Some like it hot!

St. Louis Press Conference

No doubt, one of the most anticipated dates on my calendar this year, I had the opportunity to catch up with Lilith Fair 2010 in Kansas City and St. Louis this July.

First, it was a bit of a crap shoot ever getting a spot. (There’s not a girl with a guitar on this planet that wouldn’t consider all kinds of bribery to get this gig!) At the time that Sarah McLachlin & Co. were putting their line-up together, I was hardly worth mentioning. I hadn’t toured in years and didn’t even have a record pieced together. Most folks had only heard a whisper of my return. On a wing and a prayer, we tossed my hat in the ring and hoped…and to my surprise and honor, I got a couple of days!

Two dates are better than none, especially when you get to see up-close performances Sarah, Emmylou Harris and Mary J Blige!

I dunno why, but I’ve never been one to get too excited about things. About the best you get out of me is a wry smile and a laid-back response like “Yeah, that was very cool.”  It takes a lot to get me jumping up and down, but Mary J’s performance in St. Louis had me stupid with excitement. I actually got out of my seat and jumped up and down a few times. I seriously thought my head was going to explode in joy ala Femme-bot style!

Considering how hot and unholy the weather was, it was a miracle I could even move at the end of the day. Everything was burnt to a crisp and then made soggy by hours of sweating. Fortunately, there were little patches of shade we could all share, have a chat and take a few photos. I don’t know why any of you would have wanted to even come near me, but then again, you guys were just as gross as I was! Nonetheless, I met some fabulous people. Not to mention just how humbling it was to have folks show up just cause they knew you’d be there.

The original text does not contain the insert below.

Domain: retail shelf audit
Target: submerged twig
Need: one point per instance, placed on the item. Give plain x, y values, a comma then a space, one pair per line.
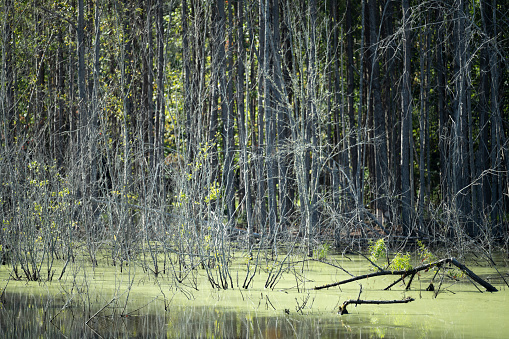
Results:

By far the best moment was being on stage and watching my family come over the hill. Like I said, it was a miserably hot day, but they braved the weather. It gave me a chance to perform Mr Gray for my Grandparents for the first time…for which I received the most beautiful, sweaty kisses. Seriously, how much better can you get…

A few pics HERE

Behind the Scenes video HERE

Priming the pump

A few years ago I joined a weekly group with several other artists. There were painters, photographers, writers, and actors. Few made a living through their chosen form of expression, but all were drawn to try and comprehend this compulsion we seemed to share: Creativity. To help our conversations along, we chose the book The Artist’s Way by Julia Cameron. Little did I know what kind of impact this book would have in my life.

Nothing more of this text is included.